Cranfield University to install energy storage units using second-life EV batteries

The BESS installation has been supported by a £5m grant from the Department for Business

Cranfield University will install three 300kW battery storage units, supplied by Connected Energy, at its Bedfordshire campus by March 2022.

The battery unit containers will consist of 24 second-life Renault Kangoo car batteries to operate across the Cranfield campus. The battery energy storage system (BESS) will be used to balance grid energy while also drawing renewables from Cranfield’s solar farm. The farm was installed in 2018 with the goal of generating 5% of the campus’s annual usage.

The BESS will run alongside an air source heat pump on the district heating to reduce reliance on the gas-combined heat and power system (CHP). One of the battery units will take excess solar generation at weekends to deliver back to the campus during student work hours on a Monday. The remaining units will connect directly into the site’s 40 transformers.

Cranfield University’s Energy and Environment Manager, Gareth Ellis, said: “This grant will be the start of completely reimagining how we balance our energy onsite. We will be using the batteries in a number of different ways to help us smooth out the energy interactions between the solar farm, the air source heat pump, the gas CHP, and the import of energy.”

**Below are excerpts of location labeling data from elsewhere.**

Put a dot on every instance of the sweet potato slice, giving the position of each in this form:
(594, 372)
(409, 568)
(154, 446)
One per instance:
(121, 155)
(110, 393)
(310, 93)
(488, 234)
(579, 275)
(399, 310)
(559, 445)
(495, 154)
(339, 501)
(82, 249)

The BESS installation has been supported by a £5m grant from the Department for Business, Energy and Industrial Strategy’s (BEIS) Public Sector Decarbonisation Scheme (PSDS), managed through Salix.

The BESS system builds on Connected Energy’s existing portfolio of projects that range from 90kWh to 14.4MWh.

The company’s chief executive Matthew Lumsden said: “We have developed BESS technology that uses the EV batteries exactly as they are in the car but in a storage system, so that as far as the  batteries are concerned, they are in a car.

“This means all the safety and R&D invested in the batteries remains intact as the batteries start their second-life. It makes complete environmental, engineering, and emotional sense and we are delighted to see Cranfield lead the world in environmental best practice.”

Storage boon

Earlier this month, Bloomberg NEF (BNEF) released new battery energy storage forecasts, predicting a twenty-fold increase in grid-scale and domestic-scale battery capacity by the end of this decade that would push capacity beyond 1TWh.

The organisation’s 2021 edition of the Global Energy Storage Outlook forecasts that the global market for grid-scale and smaller batteries – excluding those in electric vehicles (EVs) – will attract at least $262bn of capital investment by the end of the decade.

This level of finance could support the addition of up to 999 GWh of capacity by the end of 2030. BNEF estimates that global capacity in 2020 stood at 29 GWh.

At COP26 in Glasgow this month, 25 organisations co-launched a new collaboration on long-duration energy storage technologies called the Long Duration Energy Storage Council. The Council is aiming to mobilise $3trn of investment within the sector by 2040, which could support 1.5TW to 2.5TW of installation within this timeframe. Council members include BP, Siemens Energy and Bill Gates’ Breakthrough Energy Ventures.